Herkese açık olarak sosyal medyada paylaştığım bu yazım, altına yapılan yorum ve beğenilerden olumlu tepkiler aldı. Yazımın altına “Bu yazınıza/yazınızın şu kısmına, şundan dolayı katılmıyorum. Doğrusu budur” şeklinde yorum yazmayan bir kısım zevat ise bu yazıma cevap verircesine sayfasında verip veriştirmiş. Bu eleştiri yazısı üzerine, acaba nerede hata yaptım diye yazımı tekrar okudum. Yazımda ne bilime ne dine aykırı bir ifadeye rastladım. Yazımda yanlış olamaz mı? Olabilir. Değişik konularda yazdığım yazılarımın hepsine herkes katılmak zorunda değil. Zira yazılarım kendi düşüncemden ibaret ve beni bağlar. İsterim ki okuyucu ve takipçilerim, yazım ve serdettiğim görüşlerimden dolayı beni tenkit etsin. Tek istediğim, bu işi hakaret etmeden ve bir ithamda bulunmadan yapsınlar. Nitekim bunu yapan okuyucu ve takipçilerim var. Kimi, yazımın altına yorum yazarak görüşümü eleştirir. Kimi de özelden yazarak yazıma eleştiri getirir. İster özelden ister umuma açık olarak yazıma eleştiri getirenlere minnettarım. Çünkü kendimi geliştirebilmem için buna ihtiyacım var. Ama bunu yaparken laf olsun diye yapmanın, niyetimi sorgulamanın, ithamlarda bulunmanın, töhmet altında bırakmanın, öküz altında buzağı aramanın bir alemi yok. Zira bunun kimseye faydası olmaz.

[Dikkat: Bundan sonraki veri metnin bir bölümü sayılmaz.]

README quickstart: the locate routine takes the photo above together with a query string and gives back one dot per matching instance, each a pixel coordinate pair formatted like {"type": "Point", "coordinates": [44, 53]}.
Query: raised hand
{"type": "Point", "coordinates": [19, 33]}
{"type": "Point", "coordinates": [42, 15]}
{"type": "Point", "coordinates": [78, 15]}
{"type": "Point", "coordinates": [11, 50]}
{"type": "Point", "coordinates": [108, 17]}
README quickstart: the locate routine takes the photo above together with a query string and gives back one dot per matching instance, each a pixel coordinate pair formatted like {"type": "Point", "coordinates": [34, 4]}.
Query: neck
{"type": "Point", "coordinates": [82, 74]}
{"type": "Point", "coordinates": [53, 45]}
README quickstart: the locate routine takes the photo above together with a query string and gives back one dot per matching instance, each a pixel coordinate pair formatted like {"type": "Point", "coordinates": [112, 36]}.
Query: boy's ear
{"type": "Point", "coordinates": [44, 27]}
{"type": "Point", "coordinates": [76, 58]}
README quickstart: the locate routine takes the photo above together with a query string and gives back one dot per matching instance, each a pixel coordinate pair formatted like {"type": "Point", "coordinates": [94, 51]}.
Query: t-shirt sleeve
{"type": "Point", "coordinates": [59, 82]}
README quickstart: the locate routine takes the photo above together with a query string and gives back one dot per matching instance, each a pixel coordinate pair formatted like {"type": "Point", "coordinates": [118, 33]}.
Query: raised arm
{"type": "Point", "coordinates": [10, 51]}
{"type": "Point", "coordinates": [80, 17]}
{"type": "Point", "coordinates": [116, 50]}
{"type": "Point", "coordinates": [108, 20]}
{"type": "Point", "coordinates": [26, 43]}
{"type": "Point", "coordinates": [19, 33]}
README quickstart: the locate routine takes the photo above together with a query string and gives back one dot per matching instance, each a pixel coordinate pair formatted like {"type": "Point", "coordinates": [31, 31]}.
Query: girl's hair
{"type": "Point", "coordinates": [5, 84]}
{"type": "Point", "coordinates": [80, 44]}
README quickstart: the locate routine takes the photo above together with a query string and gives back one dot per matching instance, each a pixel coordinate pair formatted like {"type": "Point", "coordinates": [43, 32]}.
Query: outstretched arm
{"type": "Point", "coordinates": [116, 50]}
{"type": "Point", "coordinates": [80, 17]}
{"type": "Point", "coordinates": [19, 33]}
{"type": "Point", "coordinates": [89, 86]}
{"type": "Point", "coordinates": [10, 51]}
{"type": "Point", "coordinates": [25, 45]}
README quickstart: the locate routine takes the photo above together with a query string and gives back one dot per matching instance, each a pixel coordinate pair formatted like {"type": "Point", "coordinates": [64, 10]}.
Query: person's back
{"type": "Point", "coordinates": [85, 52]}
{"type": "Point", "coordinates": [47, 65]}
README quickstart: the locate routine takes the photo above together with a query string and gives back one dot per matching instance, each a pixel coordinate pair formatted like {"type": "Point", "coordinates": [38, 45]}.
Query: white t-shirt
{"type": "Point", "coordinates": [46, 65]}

Ne demişim yazımda? “Yağmurun yağması sebep-sonuç ilişkisine bağlıdır. Bu, evren yasalarından fiziksel yasaların bir gereğidir ve değişmez. Dua edelim ama duadan önce sebeplere sarılalım” demişim. Merak ediyorum, muhterem bu ifadelerin neresini, neden eleştirme gereği duydu?   Eleştiri diyorum nezaketimden. Zira ithamların eleştiri ile bir alakası yok. Zira ben ve benim gibi düşünenler ona göre, “Kemalist, seküler ve pozitivist zihniyete çanak tutuyoruz”, “Olayı sadece sebep-sonuç ilişkisine bağlamakla, gafil Müslümanlar” oluyoruz. Yine “Taştan nehir veya suyun fışkırmasını hangi fiziki yasa ile izah edeceksiniz?” diyerek bize soru soruyor.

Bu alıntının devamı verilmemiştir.